Irgendwann Ende der 90er spielte ich ein Turnier in Warendorf.
Es war eine kleine, gemütliche Anlage. Die Auslosung wollte, dass ich in der ersten Runde gegen die Nummer zwei des Turniers ran musste.
Sein Name war David.
Er spielte extrem unspektakulär. Von der Nummer zwei des Turniers erwartete ich, dass sie mich vom Platz pustet. Dem war aber nicht so.
David verstrickte mich in lange Rallys.
Er spielte ungemein sicher. Fast jeder Ball von ihm kam kurz vor die Grundlinie. Er spielte mit viel Topspin, was es noch schwieriger für mich machte. Seine Rückhand war besser als seine Vorhand. In seinen Schlägen war ein Tempo und ein Drall, den ich zuvor nicht kannte. Obwohl es, wie gesagt, eher unspektakulär war, was er in den Ballwechseln spielte. Die Effizienz spürte ich aber auf meiner Bespannung. Es war eine echte Konzentrationsaufgabe seine langen, mit viel Spin gespielten Bälle zu kontrollieren und diese mit Qualität zurückzuspielen.
Ich musste all meine körperlichen und geistigen Reserven anzapfen, um diese fordernden Ballwechsel mitgehen zu können.
Das funktionierte bis zum 1:2 aus meiner Sicht.
Ich war vollkommen K.O.
Mir fiel es schwer, mich überhaupt auf meinen Aufschlag zu konzentrieren. In meinen Gedanken waren keine Analysen mehr. Ich dachte nicht mehr darüber nach, wie ich mein Serve wohin spielen will. Die Rallys mit David waren so anstrengend, dass ich froh war, wenn ich den Fehler endlich gemacht hatte. So fühlten sich die meisten Ballwechsel zumindest für mich an.

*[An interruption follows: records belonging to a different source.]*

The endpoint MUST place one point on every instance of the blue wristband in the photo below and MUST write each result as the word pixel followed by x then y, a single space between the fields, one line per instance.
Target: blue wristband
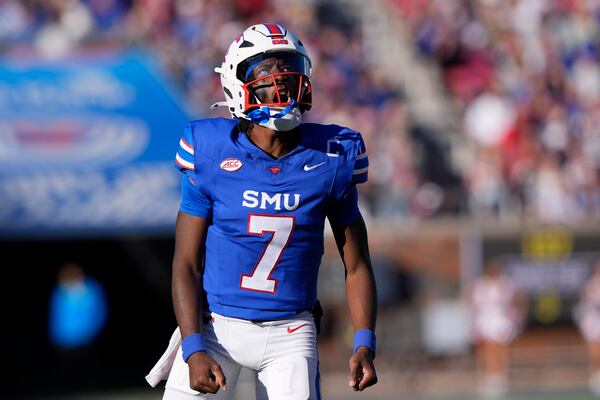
pixel 192 344
pixel 365 337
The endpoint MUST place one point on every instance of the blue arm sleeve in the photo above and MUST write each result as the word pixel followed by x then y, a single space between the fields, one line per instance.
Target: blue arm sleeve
pixel 193 201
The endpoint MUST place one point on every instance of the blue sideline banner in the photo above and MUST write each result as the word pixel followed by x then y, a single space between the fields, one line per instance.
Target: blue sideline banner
pixel 87 147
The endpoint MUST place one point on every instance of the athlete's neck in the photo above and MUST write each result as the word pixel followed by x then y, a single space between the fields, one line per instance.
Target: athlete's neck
pixel 275 143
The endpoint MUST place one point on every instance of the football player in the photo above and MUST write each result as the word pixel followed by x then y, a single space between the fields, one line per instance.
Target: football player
pixel 249 234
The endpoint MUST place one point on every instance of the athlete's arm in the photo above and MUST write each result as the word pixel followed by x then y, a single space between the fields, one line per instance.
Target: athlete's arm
pixel 206 375
pixel 353 246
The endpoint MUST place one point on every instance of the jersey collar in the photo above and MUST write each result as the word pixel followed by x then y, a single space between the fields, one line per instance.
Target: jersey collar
pixel 257 153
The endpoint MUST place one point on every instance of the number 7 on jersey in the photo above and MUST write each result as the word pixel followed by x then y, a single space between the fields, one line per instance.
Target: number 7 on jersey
pixel 281 227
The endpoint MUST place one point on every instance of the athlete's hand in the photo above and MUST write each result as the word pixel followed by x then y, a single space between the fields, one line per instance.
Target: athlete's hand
pixel 206 375
pixel 362 370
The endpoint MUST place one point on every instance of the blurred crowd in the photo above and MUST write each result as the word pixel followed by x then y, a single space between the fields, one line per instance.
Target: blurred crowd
pixel 190 38
pixel 524 76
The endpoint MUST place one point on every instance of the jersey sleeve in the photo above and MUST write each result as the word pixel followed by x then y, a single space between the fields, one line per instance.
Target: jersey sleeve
pixel 360 172
pixel 344 208
pixel 184 158
pixel 193 201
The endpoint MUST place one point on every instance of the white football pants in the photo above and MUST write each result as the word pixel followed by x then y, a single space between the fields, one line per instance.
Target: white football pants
pixel 283 353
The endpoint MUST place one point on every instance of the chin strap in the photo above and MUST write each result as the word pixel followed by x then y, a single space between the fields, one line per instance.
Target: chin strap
pixel 263 114
pixel 218 104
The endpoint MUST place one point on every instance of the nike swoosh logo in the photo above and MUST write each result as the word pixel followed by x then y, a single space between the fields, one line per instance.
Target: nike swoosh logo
pixel 307 168
pixel 292 330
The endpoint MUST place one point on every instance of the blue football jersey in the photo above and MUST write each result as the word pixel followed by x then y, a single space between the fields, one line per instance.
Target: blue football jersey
pixel 265 242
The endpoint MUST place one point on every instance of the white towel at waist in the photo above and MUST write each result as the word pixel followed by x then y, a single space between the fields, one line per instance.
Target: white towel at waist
pixel 162 368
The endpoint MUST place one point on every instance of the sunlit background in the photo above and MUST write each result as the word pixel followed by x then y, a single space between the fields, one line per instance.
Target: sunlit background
pixel 482 123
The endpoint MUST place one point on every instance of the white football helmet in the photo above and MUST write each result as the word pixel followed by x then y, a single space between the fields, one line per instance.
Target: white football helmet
pixel 265 68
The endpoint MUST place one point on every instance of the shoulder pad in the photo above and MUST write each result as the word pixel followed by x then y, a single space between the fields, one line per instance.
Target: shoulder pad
pixel 202 137
pixel 339 141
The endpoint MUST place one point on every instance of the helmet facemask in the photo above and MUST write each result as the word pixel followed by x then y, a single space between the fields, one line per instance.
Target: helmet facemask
pixel 276 79
pixel 266 77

Ich wollte alles, aber nicht noch eine lange Rally gegen dieses Uhrwerk von Tennisspieler auf der anderen Seite des Netzes spielen.
Klar, Kondition ist gleich Konzentration.
Aber was kannst du in deinen Matches tun, um dich so zielgerichtet wie möglich zu konzentrieren?
Stefan van der Stigchel dazu:
"Beim Tennis gibt es immer Urteile in deinem Kopf. Zu jedem Ball, den du schlägst, hast du eine Meinung.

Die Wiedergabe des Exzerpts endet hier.